The Nevada Gaming Control Board sued Coinbase in Carson City, alleging that the company is offering bets on unlicensed sports-event contracts and calling on authorities to take action. To halt its operation, the Nevada state governmental agency submitted a request for a TRO and a preliminary injunction to restrict resident access to these products.

Coinbase responded to this request, claiming that the nature of Nevada’s order was overbroad and would effectively prohibit the issuance of any event contracts regulated under the requirements of the Commodity Futures Trading Commission (CFTC) in the state. This includes contracts that determine financial or commodity outcomes. Notably, the crypto exchange filed this complaint on Tuesday, February 3.

Apart from this argument, the company also defended itself in court, alleging that the agency’s claims lack evidence to back them further, noting that they did not pose any harm since Kalshi, which chose Coinbase Custody to safeguard their USDC, could still offer those products directly to consumers in Nevada while the litigation process is ongoing.

Moreover, Grewal stated that the cryptocurrency exchange filed a lawsuit in the US District Court for the District of Nevada, challenging the state’s enforcement actions as violations of federal law. According to him, Congress granted the CFTC exclusive authority over these listed contracts and retains the power to create the rules.

In this case, the CEO stated that, “the Commodity Exchange Act gives the CFTC exclusive jurisdiction over swaps and event contracts traded on regulated exchanges,” further noting that, “Nevada’s attempt to classify these instruments as state-regulated gambling is overridden by Congress’s rules on derivatives.”

Several US states express disapproval of the existence of prediction markets in the area

The Nevada Gaming Control Board regulatory push comes just weeks after Coinbase rolled out its prediction market product nationwide, powered through a partnership with CFTC-regulated exchange Kalshi, as part of its larger strategy to expand beyond traditional crypto trading. This broader launch has faced growing scrutiny from state regulators, who fear that unlicensed gambling could undermine consumer protections and state-licensed gaming businesses.

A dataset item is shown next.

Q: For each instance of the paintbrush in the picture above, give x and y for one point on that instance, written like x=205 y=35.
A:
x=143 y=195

Regarding the NGCB and Coinbase’s legal battle, reports from sources revealed that their disagreement followed a 14-day temporary restraining order issued by a Nevada judge just days ago, which mandated that Polymarket halt specific event markets in Nevada.

At this point, analysts confirmed that several other US states are opposed to prediction markets, in addition to Nevada. To support this claim, a report from a reliable source dated January noted that Tennessee’s Sports Wagering Council (SWC), a government agency in the United States, notified several prediction markets, including Kalshi and Polymarket, to discontinue issuing sports-event contracts to its residents.

Meanwhile, amid regulatory crackdowns on prediction markets, Coinbase recently followed Kalshi’s lead by launching legal action against regulators in Connecticut, Illinois, and Michigan. The firm’s team stressed that prediction markets regulated under CFTC requirements should be subject to federal, rather than state, oversight.